The genomic sequence of the Chinese hamster ovary (CHO)-K1 cell line

From

BGI Group1

GT Life Sciences2

Shenzhen Hospital3

University of Delaware4

Center for Microbial Biotechnology, Department of Systems Biology, Technical University of Denmark5

Department of Systems Biology, Technical University of Denmark6

Stanford University7

Novo Nordisk Foundation Center for Biosustainability, Technical University of Denmark8

Network Reconstruction in Silico Biology, Novo Nordisk Foundation Center for Biosustainability, Technical University of Denmark9

Chinese hamster ovary (CHO)-derived cell lines are the preferred host cells for the production of therapeutic proteins. Here we present a draft genomic sequence of the CHO-K1 ancestral cell line. The assembly comprises 2.45 Gb of genomic sequence, with 24,383 predicted genes. We associate most of the assembled scaffolds with 21 chromosomes isolated by microfluidics to identify chromosomal locations of genes.

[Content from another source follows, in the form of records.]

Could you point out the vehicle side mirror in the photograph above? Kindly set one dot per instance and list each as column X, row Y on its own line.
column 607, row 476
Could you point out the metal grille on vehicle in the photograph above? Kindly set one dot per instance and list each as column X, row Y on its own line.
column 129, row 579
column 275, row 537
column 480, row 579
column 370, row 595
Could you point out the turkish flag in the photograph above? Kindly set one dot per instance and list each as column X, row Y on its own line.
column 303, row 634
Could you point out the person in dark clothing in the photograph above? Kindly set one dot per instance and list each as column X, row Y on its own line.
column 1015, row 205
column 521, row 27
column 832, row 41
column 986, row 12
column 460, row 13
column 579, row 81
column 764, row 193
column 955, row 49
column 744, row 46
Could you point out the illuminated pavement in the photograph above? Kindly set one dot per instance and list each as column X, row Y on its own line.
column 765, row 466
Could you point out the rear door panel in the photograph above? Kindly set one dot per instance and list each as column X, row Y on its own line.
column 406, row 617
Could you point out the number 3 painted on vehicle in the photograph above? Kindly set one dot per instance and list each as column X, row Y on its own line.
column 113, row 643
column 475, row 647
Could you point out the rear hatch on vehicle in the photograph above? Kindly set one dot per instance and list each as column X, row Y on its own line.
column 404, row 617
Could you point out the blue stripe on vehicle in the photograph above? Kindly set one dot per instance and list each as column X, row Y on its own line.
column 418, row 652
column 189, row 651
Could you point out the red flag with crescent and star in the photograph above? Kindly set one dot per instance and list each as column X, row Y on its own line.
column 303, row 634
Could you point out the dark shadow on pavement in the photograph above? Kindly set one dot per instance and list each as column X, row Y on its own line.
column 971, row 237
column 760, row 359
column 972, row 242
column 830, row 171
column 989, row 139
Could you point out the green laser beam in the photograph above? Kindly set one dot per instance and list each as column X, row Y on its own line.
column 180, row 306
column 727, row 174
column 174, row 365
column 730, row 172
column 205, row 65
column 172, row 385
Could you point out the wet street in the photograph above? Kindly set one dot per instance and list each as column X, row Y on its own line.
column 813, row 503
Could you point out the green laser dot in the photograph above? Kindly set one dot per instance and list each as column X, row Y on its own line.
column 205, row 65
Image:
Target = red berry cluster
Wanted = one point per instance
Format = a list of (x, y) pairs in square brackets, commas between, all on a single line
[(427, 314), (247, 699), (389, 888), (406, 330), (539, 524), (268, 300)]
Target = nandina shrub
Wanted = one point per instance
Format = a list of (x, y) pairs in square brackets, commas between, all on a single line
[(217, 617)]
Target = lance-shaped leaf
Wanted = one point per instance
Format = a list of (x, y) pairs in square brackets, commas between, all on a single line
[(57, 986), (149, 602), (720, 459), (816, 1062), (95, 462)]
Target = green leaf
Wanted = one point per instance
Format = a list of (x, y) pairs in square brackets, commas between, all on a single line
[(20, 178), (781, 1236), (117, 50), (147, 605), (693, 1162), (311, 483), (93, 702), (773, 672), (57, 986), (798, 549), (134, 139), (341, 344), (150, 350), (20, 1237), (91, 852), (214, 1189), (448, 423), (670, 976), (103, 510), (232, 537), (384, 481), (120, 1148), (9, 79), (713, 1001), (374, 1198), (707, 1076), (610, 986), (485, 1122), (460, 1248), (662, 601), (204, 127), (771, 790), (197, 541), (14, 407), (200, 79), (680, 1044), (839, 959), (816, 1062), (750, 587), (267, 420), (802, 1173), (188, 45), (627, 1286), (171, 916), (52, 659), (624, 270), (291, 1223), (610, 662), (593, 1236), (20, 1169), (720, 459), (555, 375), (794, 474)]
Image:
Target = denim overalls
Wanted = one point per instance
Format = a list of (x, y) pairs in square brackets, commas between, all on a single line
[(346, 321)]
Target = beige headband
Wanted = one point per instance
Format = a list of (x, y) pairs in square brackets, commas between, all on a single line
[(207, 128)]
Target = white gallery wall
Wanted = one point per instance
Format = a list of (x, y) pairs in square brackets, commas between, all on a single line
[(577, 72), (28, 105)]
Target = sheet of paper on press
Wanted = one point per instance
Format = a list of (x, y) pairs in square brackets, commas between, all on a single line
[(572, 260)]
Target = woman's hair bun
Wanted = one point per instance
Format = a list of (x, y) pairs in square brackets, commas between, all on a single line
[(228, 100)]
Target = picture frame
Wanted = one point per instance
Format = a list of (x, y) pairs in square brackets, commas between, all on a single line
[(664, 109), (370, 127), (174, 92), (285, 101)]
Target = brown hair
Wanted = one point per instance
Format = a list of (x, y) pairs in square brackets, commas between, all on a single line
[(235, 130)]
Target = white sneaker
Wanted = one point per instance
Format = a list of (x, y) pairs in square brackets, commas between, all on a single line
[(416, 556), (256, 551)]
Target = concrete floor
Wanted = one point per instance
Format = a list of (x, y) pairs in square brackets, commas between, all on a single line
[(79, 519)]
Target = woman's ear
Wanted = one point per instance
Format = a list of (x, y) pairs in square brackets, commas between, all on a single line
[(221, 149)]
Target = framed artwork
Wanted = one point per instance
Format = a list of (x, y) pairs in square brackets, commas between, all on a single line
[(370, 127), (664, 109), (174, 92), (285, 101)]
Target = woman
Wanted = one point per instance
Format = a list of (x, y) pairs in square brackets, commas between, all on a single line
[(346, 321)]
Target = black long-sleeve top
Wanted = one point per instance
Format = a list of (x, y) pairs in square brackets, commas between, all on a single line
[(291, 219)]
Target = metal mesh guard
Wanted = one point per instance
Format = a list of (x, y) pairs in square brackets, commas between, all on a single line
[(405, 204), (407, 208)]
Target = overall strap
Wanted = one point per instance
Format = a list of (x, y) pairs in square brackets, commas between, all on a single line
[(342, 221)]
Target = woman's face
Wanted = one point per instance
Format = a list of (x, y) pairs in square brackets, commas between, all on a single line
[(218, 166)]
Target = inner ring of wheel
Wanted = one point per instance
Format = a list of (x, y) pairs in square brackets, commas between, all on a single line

Furthermore, we investigate genes involved in glycosylation, which affect therapeutic protein quality, and viral susceptibility genes, which are relevant to cell engineering and regulatory concerns. Homologs of most human glycosylation-associated genes are present in the CHO-K1 genome, although 141 of these homologs are not expressed under exponential growth conditions.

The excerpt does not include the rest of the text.